But, indomitable Cuba refused to surrender, and throughout the continent people were developing new forms of struggle. Latin America today is a continent in revolt. It is in struggle for its second liberation, this time from the United States. In every country, there is a massive resistance to US hegemony and the economic policies it has imposed, known as ‘neo-liberalism’. This means privatisation of state industry and natural resources, deregulation of private enterprise, and the opening up of the economy to transnational corporations. It was here that the ‘Chicago School’ of Milton Friedman first got the chance to apply its theories after the Chilean coup in 1973 put Pinochet in power. Naomi Klein’s book The Shock Doctrine gives a graphic account of the close relationship between the ‘Chicago Boys’ and the fascist regime. The military regimes in Argentina, Uruguay, and Brazil provided a similar economic environment. The military regimes, ruling by terror, effectively put a stop to independent capitalist development in the south of the continent. As the ‘School of the Americas’ trained their military in torture and repression, so did their universities train their economists in neo-liberal theory. The results were catastrophic, even Argentina, Chile, and Uruguay, relatively prosperous countries, were reduced to penury.

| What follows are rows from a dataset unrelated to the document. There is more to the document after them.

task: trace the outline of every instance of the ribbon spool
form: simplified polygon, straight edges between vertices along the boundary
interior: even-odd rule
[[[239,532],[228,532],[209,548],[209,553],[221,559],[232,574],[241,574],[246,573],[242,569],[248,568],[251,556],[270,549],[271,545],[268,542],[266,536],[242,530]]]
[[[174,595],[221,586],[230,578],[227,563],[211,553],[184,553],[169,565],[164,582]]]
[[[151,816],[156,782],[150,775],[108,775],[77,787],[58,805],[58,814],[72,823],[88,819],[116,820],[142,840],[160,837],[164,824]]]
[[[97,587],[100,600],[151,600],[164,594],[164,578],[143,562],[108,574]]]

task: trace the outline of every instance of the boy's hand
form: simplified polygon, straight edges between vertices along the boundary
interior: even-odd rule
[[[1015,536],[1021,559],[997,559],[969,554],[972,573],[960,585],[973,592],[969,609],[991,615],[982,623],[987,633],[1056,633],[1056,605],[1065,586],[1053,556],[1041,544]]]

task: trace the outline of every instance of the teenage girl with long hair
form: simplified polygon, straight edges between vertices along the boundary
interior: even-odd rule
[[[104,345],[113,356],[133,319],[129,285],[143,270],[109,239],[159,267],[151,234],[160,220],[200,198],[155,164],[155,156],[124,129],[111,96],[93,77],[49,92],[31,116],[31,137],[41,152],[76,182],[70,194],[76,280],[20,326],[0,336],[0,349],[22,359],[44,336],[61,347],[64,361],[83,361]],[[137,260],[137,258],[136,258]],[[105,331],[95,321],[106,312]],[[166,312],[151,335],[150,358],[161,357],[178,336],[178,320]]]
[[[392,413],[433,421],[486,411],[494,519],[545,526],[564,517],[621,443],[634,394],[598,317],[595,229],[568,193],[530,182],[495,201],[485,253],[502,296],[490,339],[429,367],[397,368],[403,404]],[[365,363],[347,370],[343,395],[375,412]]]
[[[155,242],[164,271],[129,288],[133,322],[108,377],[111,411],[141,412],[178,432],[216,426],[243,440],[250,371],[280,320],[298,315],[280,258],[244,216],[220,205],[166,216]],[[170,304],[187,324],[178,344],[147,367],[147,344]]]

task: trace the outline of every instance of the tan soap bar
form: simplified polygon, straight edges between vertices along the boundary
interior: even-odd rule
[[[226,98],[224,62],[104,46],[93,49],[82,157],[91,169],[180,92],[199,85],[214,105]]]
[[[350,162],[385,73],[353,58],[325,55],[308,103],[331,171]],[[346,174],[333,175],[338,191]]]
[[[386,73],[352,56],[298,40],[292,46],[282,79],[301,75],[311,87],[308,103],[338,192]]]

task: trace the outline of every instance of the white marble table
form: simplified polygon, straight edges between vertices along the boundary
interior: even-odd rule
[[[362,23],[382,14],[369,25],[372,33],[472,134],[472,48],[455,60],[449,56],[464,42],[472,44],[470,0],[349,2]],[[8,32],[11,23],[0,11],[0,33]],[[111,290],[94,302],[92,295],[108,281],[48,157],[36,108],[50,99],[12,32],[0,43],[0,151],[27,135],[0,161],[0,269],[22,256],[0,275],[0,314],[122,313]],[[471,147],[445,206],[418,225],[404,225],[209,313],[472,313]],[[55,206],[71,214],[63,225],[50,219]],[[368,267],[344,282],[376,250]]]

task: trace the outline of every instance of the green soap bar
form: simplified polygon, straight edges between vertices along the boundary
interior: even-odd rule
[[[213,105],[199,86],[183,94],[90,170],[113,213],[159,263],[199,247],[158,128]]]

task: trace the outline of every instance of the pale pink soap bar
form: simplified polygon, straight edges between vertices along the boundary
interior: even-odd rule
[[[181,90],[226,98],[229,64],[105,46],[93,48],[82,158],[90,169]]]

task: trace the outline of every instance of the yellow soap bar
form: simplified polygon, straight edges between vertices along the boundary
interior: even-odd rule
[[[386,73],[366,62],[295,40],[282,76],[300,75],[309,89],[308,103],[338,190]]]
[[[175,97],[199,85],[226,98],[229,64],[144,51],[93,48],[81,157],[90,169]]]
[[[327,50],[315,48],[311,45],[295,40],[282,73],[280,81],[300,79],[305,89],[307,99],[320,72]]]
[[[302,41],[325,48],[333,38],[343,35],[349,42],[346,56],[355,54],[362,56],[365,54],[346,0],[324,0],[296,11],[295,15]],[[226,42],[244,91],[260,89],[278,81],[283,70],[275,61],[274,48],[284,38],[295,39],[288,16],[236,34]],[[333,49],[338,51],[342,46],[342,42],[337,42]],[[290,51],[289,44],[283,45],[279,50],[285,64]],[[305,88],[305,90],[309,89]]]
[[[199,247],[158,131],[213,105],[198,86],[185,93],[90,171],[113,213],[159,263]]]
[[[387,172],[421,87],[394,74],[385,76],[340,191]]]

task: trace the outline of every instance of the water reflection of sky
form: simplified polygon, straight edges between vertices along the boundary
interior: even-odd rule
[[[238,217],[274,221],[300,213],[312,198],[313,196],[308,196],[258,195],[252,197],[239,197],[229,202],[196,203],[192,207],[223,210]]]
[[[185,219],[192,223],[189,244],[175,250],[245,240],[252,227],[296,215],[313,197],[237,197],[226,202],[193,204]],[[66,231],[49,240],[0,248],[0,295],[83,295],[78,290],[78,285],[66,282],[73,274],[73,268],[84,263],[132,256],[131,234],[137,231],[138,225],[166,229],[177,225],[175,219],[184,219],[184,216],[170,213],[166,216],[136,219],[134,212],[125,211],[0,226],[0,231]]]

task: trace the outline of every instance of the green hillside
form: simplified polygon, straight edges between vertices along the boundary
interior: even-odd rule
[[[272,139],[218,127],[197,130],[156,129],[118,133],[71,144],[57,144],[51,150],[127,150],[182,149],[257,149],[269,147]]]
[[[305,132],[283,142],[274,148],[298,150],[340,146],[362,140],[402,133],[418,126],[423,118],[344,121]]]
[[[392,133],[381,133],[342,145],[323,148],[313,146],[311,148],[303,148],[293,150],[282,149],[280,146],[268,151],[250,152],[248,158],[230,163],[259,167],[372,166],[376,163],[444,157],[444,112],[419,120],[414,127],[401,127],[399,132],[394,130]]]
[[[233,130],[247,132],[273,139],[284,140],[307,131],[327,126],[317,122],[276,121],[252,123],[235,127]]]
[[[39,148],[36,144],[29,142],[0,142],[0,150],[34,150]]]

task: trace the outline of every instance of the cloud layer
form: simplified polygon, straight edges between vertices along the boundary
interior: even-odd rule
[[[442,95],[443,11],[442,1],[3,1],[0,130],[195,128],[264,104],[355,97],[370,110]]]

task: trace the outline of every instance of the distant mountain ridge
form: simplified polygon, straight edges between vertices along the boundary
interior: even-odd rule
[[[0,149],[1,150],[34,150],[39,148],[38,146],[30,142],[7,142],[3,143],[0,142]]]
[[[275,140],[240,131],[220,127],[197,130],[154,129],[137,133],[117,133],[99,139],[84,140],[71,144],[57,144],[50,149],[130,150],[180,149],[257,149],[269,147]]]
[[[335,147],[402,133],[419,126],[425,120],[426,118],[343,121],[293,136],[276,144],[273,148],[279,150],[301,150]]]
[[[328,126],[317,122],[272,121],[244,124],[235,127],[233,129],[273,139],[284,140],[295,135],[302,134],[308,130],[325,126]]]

By the time the military dictatorships had served their purpose, neo-liberal economics had become the unquestioned orthodoxy worldwide, policed by the World Bank and the International Monetary Fund on behalf of European and American interests. The unpayable national debts that Latin American countries suffered from left them open to pressure, so their economic policies continued to be written in Chicago and Harvard. Huge fortunes were made, while the standard of living of the majority declined catastrophically.

The neo-liberal economic offensive cracked in a most surprising place, Venezuela. Although it was the richest country in South America, thanks to the oil industry, the economy was in disarray. As in much poorer countries, the destruction of the rural economy had resulted in millions of displaced peasants crowding into the cities. The hills around Caracas are covered with the shanty towns they erected. There they live precariously, working in the black economy, selling goods in the street, or taking to crime.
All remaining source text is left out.